Emerging markets guru Mark Mobius believes the Indian market is no longer cheap but the country has been enjoying a premium over peers due to its growth prospects. In an interview with Mehul Shah, the executive chairman of Templeton Emerging Markets Group says India’s relatively strong fundamentals and accumulation of foreign exchange reserves put it in a much stronger position to weather external shocks. Edited excerpts:
The Indian stock market has received record inflows of $20.52 billion from foreign institutional investors (FIIs) this year. Do you think this is sustainable?
The combination of global liquidity, interest rate differentials and search for yields has led to higher allocations for emerging markets such as India. As a result, asset prices in emerging markets (especially Asia) are turning out to be clear beneficiaries of the quantitative easing in the developed world. As with any market run-up, investors should expect corrections along the way.
However, India remains a good medium to long-term investment destination. Also, the recent decision to raise FII investment limits in the domestic bond market should boost inflows (the government on September 23 increased the investment limit for FIIs in government securities and corporate bonds by $5 billion each, to $10 billion and $20 billion, respectively.)
What is your view on the high current account deficit in India? Is that a risk for the stock market?
India has traditionally been running a current account deficit due to a sharp rise in imports and because the economy is domestically driven, unlike other economies in Asia which depend more heavily on exports. However, strong capital flows (FII/FDI, as well as overseas borrowings by Indian companies) have helped maintain a positive balance of payments situation.
While the widening trade deficit is a concern, strong capital flows are expected to provide support. Increased domestic savings in a growing economy could also help. Looking ahead, the risks are a change in the global risk appetite and a sharp rise in energy prices, as either of these could exert further pressure on the current account.
Do you think valuations here look stretched compared with other emerging markets?
Though these are no longer as cheap, we believe the current ones are around the historical 10-year range and India has been enjoying a valuation premium due to its growth prospects. We continue to find opportunities. Our objective is to find good, solid companies that can survive even in a downturn.
India’s relatively strong fundamental characteristics and accumulation of foreign exchange reserves put it in a much stronger position to weather external shocks.
China and India are high-growth economies. Are there factors that make India’s stock market more attractive?
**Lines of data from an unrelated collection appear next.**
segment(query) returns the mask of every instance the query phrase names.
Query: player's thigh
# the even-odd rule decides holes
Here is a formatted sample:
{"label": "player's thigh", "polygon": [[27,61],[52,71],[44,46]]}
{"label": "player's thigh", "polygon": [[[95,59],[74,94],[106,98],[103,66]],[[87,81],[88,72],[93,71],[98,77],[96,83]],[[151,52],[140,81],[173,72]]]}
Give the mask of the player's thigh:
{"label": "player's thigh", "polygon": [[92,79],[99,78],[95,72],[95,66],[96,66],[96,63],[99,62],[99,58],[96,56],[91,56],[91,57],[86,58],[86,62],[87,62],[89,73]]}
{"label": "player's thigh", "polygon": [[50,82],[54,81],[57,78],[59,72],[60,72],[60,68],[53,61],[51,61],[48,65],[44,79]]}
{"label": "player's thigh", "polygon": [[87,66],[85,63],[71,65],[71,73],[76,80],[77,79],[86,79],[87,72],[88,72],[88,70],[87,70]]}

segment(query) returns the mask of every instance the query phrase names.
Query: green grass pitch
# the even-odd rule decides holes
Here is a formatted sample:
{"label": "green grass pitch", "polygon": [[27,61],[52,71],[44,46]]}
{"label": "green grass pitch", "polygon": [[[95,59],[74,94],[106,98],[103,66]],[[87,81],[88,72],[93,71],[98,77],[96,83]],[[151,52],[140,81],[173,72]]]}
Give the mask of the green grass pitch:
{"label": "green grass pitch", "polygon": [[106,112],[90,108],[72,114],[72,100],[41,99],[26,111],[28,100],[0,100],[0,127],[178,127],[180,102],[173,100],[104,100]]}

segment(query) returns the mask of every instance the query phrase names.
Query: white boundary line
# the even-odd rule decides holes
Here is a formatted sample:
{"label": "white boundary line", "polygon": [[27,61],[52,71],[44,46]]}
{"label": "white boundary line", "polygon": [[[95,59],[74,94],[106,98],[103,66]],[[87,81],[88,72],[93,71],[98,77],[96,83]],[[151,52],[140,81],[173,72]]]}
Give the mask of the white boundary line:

Both offer good long-term opportunities and pursue different economic and political models. While Chinese companies have more state control, Indian companies reflect the entrepreneurial spirit of the private sector, which has thrived despite the various challenges. India in particular stands to benefit from the demographic dividend and the expected rise in infrastructure spending. Overall, we are excited about both Indian and Chinese companies that are expected to benefit from the long-term structural drivers.
What are the key global risks that can spoil the party in emerging markets like India?
In today’s globalised economy, a downturn in one economy, such as the US, may not necessarily translate into a slowdown in other parts of the world. If we specifically look at the US, we expect a continued improvement in its economy. However, that will be gradual. We also must be careful to differentiate between what happens to the economy and what happens to the stock market. Stock markets tend to lead economic recovery. In a bull market that we are now experiencing, there will be corrections. We have to be ready for such short-term volatility.
Emerging markets have rallied over the past year and investors might be tempted to take profits, which could lead to short-term market corrections. That said, we expect these kinds of corrections in emerging markets and rather than focusing on when one might happen, we focus on buying and adding to investments that, in our view, have dropped to compelling valuations as a result. Overall, I am positive on the long-term outlook for emerging markets.
Volatility resides in all markets and bad times can be good times for investors. Which is why we always emphasise the importance of bottom-up research and looking at stocks on a company-by-company basis.